15:00 Thank FDR for those changes, And many more of compassion, the best president that ever lived
Technology Connections sent me! 😊
Same, and not knowing anything going in I keep wondering what is going on with all of the "infiltrate this place and look like you belong" parts of this talk. I'm super entertained but also a little concerned lol
First time I learned about pressure/flow alarms on fire systems was at work, the county water system had a problem resulting in pressure loss and there was some kind of "back-flow" from the fire suppression system setting the alarms off. I'm told back when the building was constructed there were also issues with pressure changes at the top of the hour a huge number meetings ended and most of the toilets were being flushed at the same time caused enough of a pressure change to set the fire alarms off. Apparently they had to put in some kind of additional check valves or pressure tanks to help it absorb sudden changes.
I thoroughly enjoyed your talk. I was a firefighter for 20 years and knew a lot of what you were talking about and you made sprinkler systems fun! I took a college course that made me want to knaw my arm off and beat myself silly for signing up for it. I also got hurt on the job and became disabled so I went back to school to get my degree in Network Security and Social Engineering was one of my all time favorite classes. Thank you for your videos I am already watching another one. Stay Safe!
i absolutely LOVE how eager both you, and the audience are to talk here-
the whole talk sofar, like everything ive seen you do
has an incredibly wholesome vibe with how happy you've been to engage with the audience
Dev, thank you for that impressive talk - and you know what!? Having your own (original) pages in the video is SOOOOOO good! Even in Europe this is interesting :D
1:00:15 When I was in college, my dorm was set up so that at the bottom of the stairs, your turned left into the lobby and then went out the main doors. To the right of the stairs was a set of fire doors with the typical alarmed push bars. It was astounding how many people would turn left when the fire alarms were going off cause instead of taking the shortest path out. One RA actually tried writing up the smart ones who used that door for setting off the door alarms.

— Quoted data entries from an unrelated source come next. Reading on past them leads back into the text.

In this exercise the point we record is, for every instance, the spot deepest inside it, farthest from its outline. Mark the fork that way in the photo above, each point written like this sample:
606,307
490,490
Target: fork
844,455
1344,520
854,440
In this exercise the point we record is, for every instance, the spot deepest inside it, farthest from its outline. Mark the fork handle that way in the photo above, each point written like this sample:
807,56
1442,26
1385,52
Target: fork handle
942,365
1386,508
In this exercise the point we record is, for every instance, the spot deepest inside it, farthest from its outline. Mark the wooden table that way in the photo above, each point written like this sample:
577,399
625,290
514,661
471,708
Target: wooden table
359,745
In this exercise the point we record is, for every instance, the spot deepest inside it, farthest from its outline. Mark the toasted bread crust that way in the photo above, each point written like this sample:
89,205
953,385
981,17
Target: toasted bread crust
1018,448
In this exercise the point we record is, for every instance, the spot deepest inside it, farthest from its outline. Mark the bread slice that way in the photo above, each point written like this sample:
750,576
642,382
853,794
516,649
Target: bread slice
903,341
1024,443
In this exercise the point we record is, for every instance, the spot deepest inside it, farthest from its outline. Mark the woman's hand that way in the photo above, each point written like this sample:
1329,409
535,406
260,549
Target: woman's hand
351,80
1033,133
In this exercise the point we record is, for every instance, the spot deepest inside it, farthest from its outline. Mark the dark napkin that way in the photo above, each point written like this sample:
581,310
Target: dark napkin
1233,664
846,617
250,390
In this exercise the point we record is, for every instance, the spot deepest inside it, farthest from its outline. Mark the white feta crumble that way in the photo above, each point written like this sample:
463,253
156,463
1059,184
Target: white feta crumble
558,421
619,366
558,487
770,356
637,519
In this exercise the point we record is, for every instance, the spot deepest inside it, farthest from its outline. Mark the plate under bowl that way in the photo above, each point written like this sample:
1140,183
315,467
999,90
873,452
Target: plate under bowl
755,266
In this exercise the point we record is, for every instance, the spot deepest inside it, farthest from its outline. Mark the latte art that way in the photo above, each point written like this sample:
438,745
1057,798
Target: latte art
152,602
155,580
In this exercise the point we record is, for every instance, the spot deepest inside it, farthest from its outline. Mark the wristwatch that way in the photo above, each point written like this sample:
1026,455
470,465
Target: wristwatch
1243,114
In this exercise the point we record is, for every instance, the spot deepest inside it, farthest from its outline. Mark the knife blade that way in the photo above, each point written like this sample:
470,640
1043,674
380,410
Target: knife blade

1:40:14 "this is what we do as fire door inspectors"
I see you've already internalized your new persona, well done
One of the best talks I've seen, period. Thanks for making these topics fun!
"Not about all the puppygirls out there." Deviant, holy fucking shit.
1:22:00 Pro Tip: All autofocus sucks. If you are in an autonomous filming situation such as this, *always* manually set focus during your setup, and then *turn off* autofocus.
My phone autofocus has a terrible habit of turning itself back on. I really need to learn how to actually lock it because you're right.
finally got a chance to watch this video. I love your talks and can listen to you and your stories for hours and hours. Thank you.
Id love to see a talk where you have nothing prepared and just let the audience ask questions that remind you of good stories for 3 hours.
I could do that. Like an Evening with Kevin Smith
I have a suspicion that the difference between group I and group R for elder care is related to whether it's assisted living, memory care, or independent living. People in an assisted living environment ought to be allowed to get out on their own, but they may not be capable of doing so for medical reasons. Whereas people living in memory care may be capable of leaving but generally wouldn't be allowed egress without staff accompanying them for safety.
Then independent living is a lot like a big college dorm for seniors.